Желание сказать несколько слов в адрес «новорождённого» выказала Инна. В отличие от Анюты, она встала – розовая от волнения, с подрагивающим бокалом в руке:

— Мы с Пашей не так долго знакомы, всего три месяца. Но как будто уже   много лет. Он такой открытый, содержательный. Не успеешь подобрать вопрос, как он отвечает на него. Я рада, что у меня такой друг, и хотела бы дальше дружить. За тебя, Паша! За то, что ты такой, какого я знаю!

Она пригубила бокал и села.

— Именно, — сказал Пашка. – Всего несколько слов, а человек виден, не так ли? Спасибо, Инночка, можешь и дальше верить, не подведу! Мои гости, кроме брата, видят тебя впервые, и я хочу представить: Инна, студентка пятого курса Техноложки, будущий инженер-химик высокомолекулярных соединений. Твёрдое ракетное топливо – её дело, как Анютин твёрдый знак!

Инна подняла голову:

— При чём тут твёрдое топливо?

— При том, что на твёрдом топливе мы с тобой можем отправиться в такие дали, которые и не снились мягкому. Я прав?

— Время покажет, – улыбнулась она и не позволила Антону «освежить» вино в её бокале.

Андрей порадовался за Пашку, что у него такая девушка, и сам захотел сказать пару слов. Пашка заметил его порыв и представил гостям:

— Андрей Николаевич Дроздов, муж моей одноклассницы Аннушки. Между прочим, учитель биологии в школе. И выдающийся спортсмен! Прыгает, как антилопа, бегает, как гепард, к тому же, мастер спорта по самбо.
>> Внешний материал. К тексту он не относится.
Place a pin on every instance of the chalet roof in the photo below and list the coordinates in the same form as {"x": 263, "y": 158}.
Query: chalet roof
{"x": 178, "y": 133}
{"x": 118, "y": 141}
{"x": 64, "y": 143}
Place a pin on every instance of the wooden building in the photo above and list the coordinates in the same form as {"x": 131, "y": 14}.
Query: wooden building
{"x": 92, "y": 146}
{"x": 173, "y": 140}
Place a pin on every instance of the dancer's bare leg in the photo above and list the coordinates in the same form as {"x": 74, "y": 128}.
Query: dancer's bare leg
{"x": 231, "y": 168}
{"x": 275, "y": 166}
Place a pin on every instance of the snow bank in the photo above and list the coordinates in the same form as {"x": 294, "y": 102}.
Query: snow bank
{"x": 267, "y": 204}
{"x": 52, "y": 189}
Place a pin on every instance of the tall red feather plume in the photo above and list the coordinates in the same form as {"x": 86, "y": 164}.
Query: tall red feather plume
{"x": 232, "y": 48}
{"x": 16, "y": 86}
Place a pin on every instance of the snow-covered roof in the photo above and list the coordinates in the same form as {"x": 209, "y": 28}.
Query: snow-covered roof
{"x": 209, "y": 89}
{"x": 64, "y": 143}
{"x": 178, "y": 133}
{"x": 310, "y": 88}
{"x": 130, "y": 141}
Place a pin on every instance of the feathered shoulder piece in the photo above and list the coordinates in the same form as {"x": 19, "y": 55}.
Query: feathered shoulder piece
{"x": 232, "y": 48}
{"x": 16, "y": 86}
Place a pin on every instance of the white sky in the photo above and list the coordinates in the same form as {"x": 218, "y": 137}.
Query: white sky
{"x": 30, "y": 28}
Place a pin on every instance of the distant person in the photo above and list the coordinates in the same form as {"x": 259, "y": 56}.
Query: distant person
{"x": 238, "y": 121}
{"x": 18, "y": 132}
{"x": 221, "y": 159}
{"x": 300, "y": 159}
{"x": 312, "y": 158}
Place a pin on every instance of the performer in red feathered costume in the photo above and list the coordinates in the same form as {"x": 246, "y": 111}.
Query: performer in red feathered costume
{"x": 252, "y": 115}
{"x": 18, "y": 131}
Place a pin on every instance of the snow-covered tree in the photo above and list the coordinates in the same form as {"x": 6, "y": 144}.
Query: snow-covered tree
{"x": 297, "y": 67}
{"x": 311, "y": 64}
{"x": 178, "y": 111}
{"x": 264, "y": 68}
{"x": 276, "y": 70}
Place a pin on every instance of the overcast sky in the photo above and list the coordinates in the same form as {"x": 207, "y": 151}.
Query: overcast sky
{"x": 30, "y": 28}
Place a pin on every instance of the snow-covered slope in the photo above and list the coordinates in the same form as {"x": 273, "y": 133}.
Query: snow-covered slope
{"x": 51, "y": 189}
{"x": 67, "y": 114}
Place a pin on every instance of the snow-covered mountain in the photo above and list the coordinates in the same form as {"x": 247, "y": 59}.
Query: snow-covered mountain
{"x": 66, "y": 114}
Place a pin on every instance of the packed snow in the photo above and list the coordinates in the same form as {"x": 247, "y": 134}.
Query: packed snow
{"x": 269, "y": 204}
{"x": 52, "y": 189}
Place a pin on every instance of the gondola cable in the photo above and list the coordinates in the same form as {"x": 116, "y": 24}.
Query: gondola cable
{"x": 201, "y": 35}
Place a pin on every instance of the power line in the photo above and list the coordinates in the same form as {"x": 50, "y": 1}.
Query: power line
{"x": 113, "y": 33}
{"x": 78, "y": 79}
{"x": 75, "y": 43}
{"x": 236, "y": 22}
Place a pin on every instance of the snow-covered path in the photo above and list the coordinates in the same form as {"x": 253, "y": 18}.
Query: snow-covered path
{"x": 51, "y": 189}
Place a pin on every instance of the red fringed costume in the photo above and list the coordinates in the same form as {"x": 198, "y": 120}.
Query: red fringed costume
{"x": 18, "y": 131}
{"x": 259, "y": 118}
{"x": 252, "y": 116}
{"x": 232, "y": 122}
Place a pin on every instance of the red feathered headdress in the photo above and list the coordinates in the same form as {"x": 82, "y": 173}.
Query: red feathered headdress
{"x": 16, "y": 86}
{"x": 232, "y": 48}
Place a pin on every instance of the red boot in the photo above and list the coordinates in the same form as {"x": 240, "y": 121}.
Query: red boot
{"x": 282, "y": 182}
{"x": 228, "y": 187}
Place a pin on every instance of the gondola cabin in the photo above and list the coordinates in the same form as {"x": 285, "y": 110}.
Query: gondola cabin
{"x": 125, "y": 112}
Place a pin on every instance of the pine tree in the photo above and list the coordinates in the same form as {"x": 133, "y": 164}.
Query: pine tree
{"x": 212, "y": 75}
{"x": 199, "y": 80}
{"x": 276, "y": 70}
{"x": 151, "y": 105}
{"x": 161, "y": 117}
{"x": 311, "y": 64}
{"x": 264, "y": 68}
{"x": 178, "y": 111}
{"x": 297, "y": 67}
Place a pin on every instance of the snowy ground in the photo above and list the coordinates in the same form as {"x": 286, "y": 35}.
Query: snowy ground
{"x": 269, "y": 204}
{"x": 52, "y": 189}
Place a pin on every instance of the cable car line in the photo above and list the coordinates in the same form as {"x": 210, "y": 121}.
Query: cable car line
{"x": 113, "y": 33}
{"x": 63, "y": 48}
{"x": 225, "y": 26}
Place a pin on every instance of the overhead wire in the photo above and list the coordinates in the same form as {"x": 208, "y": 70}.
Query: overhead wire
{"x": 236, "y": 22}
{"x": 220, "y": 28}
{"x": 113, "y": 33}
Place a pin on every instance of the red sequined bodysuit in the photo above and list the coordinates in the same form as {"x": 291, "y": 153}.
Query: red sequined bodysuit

Именно поэтому не ходит на уроки с пистолетом, как другие учителя. Теперь же у нас такие школяры, что без пистолета к ним не являйся. Андрюша, я правильно сказал?

— Добавь, и плавает, как рыба-меч, — пошутил Андрей.

— Ты что?! К этому заявлению мы ещё вернёмся. А теперь слушаем тебя.

Анюта повернулась к мужу, вдохновляюще улыбнулась. Гости перестали жевать.

— Мы сегодня празднуем день рождения, можно сказать, моряка, медика, слушателя… или курсанта, как тут правильно? – спросил Андрей.

— Курсанта, конечно, если сразу, как я, после школы, — сказал Пашка. — А слушатели академии – офицеры, прослужившие несколько лет в армии или на флоте. Продолжай.

— Курсанта морской медицинской академии, который, возможно, со временем станет знаменитым врачом и даже адмиралом…

— Адмиралом не станет, – уточнил Пашка. – Если медик, то генерал.

— Хорошо, генералом. А там, возможно, и президентом нашей страны. Да, президентом, как генерал де Голль. Если, конечно, нынешний президент не решит избираться на новый, к тому времени уже на десятый срок…

— Короче, – улыбнулась Анюта.

— Сама короче, — ответно улыбнулся Андрей.

— Де Голль не был генералом, — сказал Пашка.

— Как это не был? – спросил Виктор. – Слова «генерал де Голль» так же органично связаны между собой, как «Генералиссимус Суворов».

— Де Голль не был генералом. И поэтому никак не связаны, — гнул своё Пашка.

Несколько секунд было тихо – каждый думал, кто прав. Инна достала из сумочки телефон:

— Посмотрим, — сказала она. — Так-так, вот наш дорогой француз… Ага, «…четырнадцатого мая сорокового года ему поручили командование четвёртой танковой дивизией, а с первого июня он исполнял обязанности бригадного генерала…» Значит, всё-таки был, и ты, Пал Василич, не прав…

— Ты дальше читай, — ткнул пальцем в стол Пашка.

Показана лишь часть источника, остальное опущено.